Halka okuma yazma öğretmek için 1928 sonlarında “Millet Mektepleri” kuruldu.
16-45 yaş arasında binlerce kadın ve erkeği
çatısı altına toplayan okullarda dersler genellikle akşam yapılmış ve dört ay sürdü.
Bakanlar Kurulu, 11 Kasım 1928 günü yaptığı toplantıda
Atatürk’e Başöğretmenlik unvanını verdi.
Gazi Mustafa Kemal Atatürk “Millet Mektepleri Başöğretmenliği” unvanını
24 Kasım 1928 tarihinde kabul etti.
Başöğretmen görevi ile seyahate çıkan Atatürk,
Tekirdağ, Çanakkale, Maydos, Karadeniz şehirleri ile
Orta Anadolu’yu dolaşarak okullarda, meydanlarda, kahvelerde
kara tahtanın başına geçerek yeni Türk harflerini vatandaşlara öğretti.
1928 yılında Gazi Mustafa Kemal Atatürk’ün
elinde tebeşirle başlattığı okuma yazma seferberliğinin yıllar geçtikçe hızı kesilmişti.
12 Eylül 1980 askerî harekâtından sonra,
“1981 yılının”; “Atatürk’ün doğumunun 100. yılı” olması dolayısıyla
tekrar bir okuma yazma seferberliğine girişilmişti.
Millî Eğitim Bakanlığı, Mustafa Kemal Atatürk’ün
1928’de Başöğretmen unvanını kabul ettiği tarih olan 24 Kasım’ı
“Öğretmenler Günü” olarak ilan etmişti.
Böylece Öğretmenler Günü, ilk kez 1981’de
Atatürk’ün doğumunun 100. yılında kutlanmış;
dikkatlerin öğretmenlik mesleğinin önemine yönelmesi amaçlanmıştı.
Son olarak Atatürk’ün 1923 yılında sarf ettiği şu sözlerle
öğretmenlik mesleğinin uluslararası alanda gördüğü itibarı
Türkiye’de de görmesi gerektiğine dikkat çekmişti.
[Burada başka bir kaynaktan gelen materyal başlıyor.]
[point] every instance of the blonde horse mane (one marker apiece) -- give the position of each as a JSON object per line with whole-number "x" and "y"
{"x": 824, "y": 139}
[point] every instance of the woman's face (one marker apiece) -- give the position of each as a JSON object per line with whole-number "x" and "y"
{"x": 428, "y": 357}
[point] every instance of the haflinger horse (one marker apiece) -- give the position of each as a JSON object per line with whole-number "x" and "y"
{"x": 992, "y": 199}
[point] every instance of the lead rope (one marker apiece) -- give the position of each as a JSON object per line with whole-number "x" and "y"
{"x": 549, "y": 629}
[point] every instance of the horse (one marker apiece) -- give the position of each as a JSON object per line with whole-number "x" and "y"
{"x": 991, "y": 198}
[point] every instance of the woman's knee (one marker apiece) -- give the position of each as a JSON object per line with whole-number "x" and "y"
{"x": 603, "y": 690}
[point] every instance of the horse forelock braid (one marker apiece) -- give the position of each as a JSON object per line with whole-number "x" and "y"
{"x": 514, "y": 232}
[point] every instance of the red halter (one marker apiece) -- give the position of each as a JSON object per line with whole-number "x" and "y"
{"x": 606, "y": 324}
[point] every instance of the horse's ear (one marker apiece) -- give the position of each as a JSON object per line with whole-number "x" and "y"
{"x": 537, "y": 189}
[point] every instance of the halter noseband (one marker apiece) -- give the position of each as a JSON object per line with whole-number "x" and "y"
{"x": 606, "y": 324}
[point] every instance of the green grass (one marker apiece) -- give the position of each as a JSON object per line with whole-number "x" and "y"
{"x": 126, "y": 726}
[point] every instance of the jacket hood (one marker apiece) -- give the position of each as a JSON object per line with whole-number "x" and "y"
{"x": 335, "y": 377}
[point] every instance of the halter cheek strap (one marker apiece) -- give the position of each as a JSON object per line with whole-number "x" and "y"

“…Öğretmene ülkenin en ağır yükünü yükledik, ona en ağır sorumluluğu verdik.
Türk Milletinin geleceğini emanet ettik.
Bu görevi kendine hem bir meslek hem de
bir ideal sayacak öğretmenler tarafından
yapılmasını sağlamak için biz de bu meslekle ilgili istek ve
ihtiyaçları diğer bütün mesleklerden önce sağlamalı ve
öncelik sırasını bu mesleğe vermeliyiz.
Bu mesleği refah seviyesi yüksek bir meslek haline getirmeli,
güvence altına almalı, saygı değer makama oturtmalıyız.”
Bugüne baktığımızda ise durum Atatürk’ün yapmak ve
görmek istediğinden ne yazık ki çok uzaktır.
Yarınlarda O’nun yolunda ve O’nun izinde ilerlemek ümidiyle…
Mustafa Kemal Atatürk’ün
26 Ağustos 1928’de öğretmenlere hitaben söylediği gibi:
“Sizin başarınız, cumhuriyetin başarısı olacaktır.”